Suspensión de minería en Napo: el impacto en la capital del rafting en Ecuador
El MAE detuvo las actividades mineras en esa provincia amazónica para frenar la contaminación en los ríos
El pasado 2 de febrero, el Gobierno Nacional, a través del Ministerio de Ambiente y Energía (MAE), suspendió por tiempo indefinido todas las actividades mineras en la provincia amazónica de Napo, tanto metálicas como no metálicas, como parte de una medida para enfrentar la contaminación ambiental y la minería ilegal.
Te puede interesar Decenas de personas marchan contra aranceles en frontera con Colombia
“La suspensión es para todos, tengas o no tengas el documento que certifique que eres minero con concesión de pequeña minería”, mencionó la ministra de Ambiente, Inés Manzano, durante el anuncio de la medida.
Desde el 2 de febrero corre un plazo de 10 días para que las direcciones zonales del MAE ejecuten las sanciones a los operadores mineros por posibles infracciones ambientales.

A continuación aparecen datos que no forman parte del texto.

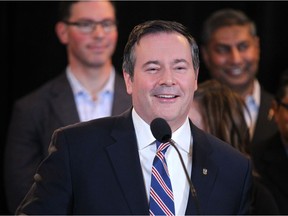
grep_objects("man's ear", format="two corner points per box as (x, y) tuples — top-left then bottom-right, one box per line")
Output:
(123, 70), (133, 95)
(55, 22), (68, 44)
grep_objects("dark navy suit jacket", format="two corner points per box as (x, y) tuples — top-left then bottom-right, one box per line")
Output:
(17, 110), (252, 215)
(5, 73), (131, 213)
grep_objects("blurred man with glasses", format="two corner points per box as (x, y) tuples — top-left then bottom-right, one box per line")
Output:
(5, 1), (131, 213)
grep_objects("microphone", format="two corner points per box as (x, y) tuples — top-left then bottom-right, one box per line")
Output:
(150, 118), (200, 215)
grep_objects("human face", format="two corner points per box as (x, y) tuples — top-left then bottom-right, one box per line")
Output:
(124, 33), (198, 131)
(202, 25), (260, 95)
(57, 1), (118, 67)
(273, 95), (288, 143)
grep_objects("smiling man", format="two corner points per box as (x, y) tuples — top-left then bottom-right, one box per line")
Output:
(201, 9), (277, 148)
(17, 20), (252, 215)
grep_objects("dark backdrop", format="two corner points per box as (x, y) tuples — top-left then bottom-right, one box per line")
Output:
(0, 1), (288, 214)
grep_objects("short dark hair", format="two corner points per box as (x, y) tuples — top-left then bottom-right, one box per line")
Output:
(122, 20), (200, 78)
(58, 1), (116, 21)
(201, 8), (257, 45)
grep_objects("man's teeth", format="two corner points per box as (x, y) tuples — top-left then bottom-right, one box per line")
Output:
(231, 68), (242, 75)
(158, 95), (175, 98)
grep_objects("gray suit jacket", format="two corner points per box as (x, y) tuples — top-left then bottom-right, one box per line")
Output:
(17, 111), (252, 215)
(4, 73), (131, 213)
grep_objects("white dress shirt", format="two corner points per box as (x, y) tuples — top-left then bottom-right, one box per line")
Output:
(66, 67), (115, 121)
(132, 109), (193, 215)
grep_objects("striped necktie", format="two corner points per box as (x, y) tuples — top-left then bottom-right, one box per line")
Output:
(150, 141), (175, 215)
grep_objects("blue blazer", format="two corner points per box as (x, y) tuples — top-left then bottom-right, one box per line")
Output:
(4, 72), (132, 213)
(16, 110), (252, 215)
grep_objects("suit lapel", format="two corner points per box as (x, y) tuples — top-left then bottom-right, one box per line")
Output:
(186, 123), (218, 215)
(107, 110), (149, 215)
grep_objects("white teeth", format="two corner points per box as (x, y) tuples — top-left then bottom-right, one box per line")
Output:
(231, 68), (242, 75)
(158, 95), (175, 98)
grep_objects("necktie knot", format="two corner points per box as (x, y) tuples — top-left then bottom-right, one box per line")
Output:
(156, 141), (170, 155)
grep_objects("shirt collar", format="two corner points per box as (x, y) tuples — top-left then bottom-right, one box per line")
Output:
(132, 108), (192, 153)
(246, 79), (261, 107)
(66, 66), (115, 96)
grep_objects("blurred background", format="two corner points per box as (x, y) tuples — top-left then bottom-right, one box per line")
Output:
(0, 1), (288, 214)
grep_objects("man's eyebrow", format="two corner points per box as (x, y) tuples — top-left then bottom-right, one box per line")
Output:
(142, 60), (160, 67)
(173, 59), (188, 63)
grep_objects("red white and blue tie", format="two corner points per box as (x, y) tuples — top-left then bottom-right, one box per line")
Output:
(149, 141), (175, 215)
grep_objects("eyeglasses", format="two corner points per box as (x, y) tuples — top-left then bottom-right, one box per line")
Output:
(276, 99), (288, 110)
(64, 19), (116, 34)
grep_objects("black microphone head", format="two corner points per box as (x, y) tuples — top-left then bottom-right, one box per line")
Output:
(150, 118), (172, 143)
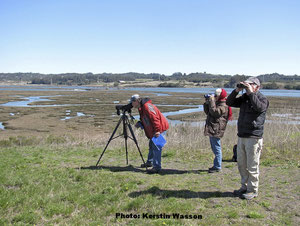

¿Por qué se tomó esta medida?
El MAE detectó altos niveles de contaminación con metales pesados (como cobre, plomo, arsénico, cadmio) y sustancias tóxicas como cianuro en cabeceras y ríos de la provincia. Esto tiene efectos negativos sobre los ecosistemas sensibles y las fuentes hídricas, incluyendo ríos que alimentan el sistema amazónico, según dicha cartera de Estado.
¿Cuál es el impacto en la capital del rafting en Ecuador?
La provincia de Napo y especialmente su capital, Tena, es uno de los destinos más reconocidos de Ecuador para el rafting, kayak y turismo de aventura acuática, gracias a ríos como el Napo, Jatunyacu y Anzu.
Estos deportes dependen directamente de ríos limpios, niveles de agua aptos y paisajes bien conservados, elementos que atraen a turistas nacionales e internacionales.
La minería en esa zona del país que estaba, cada vez más, contaminando los ríos, lograba quitarle espacio al rafting y otros deportes acuáticos que, después de esta medida del Gobierno, podrían resurgir con fuerza y crear a la vez más fuentes de empleo.
Organizaciones locales señalan que habrá al menos 120 frentes activos de minería ilegal con cientos de máquinas, muchos de ellos cerca de cuerpos de agua, por lo que una vez ha sido frenada la minería, la percepción de seguridad en la zona también crece.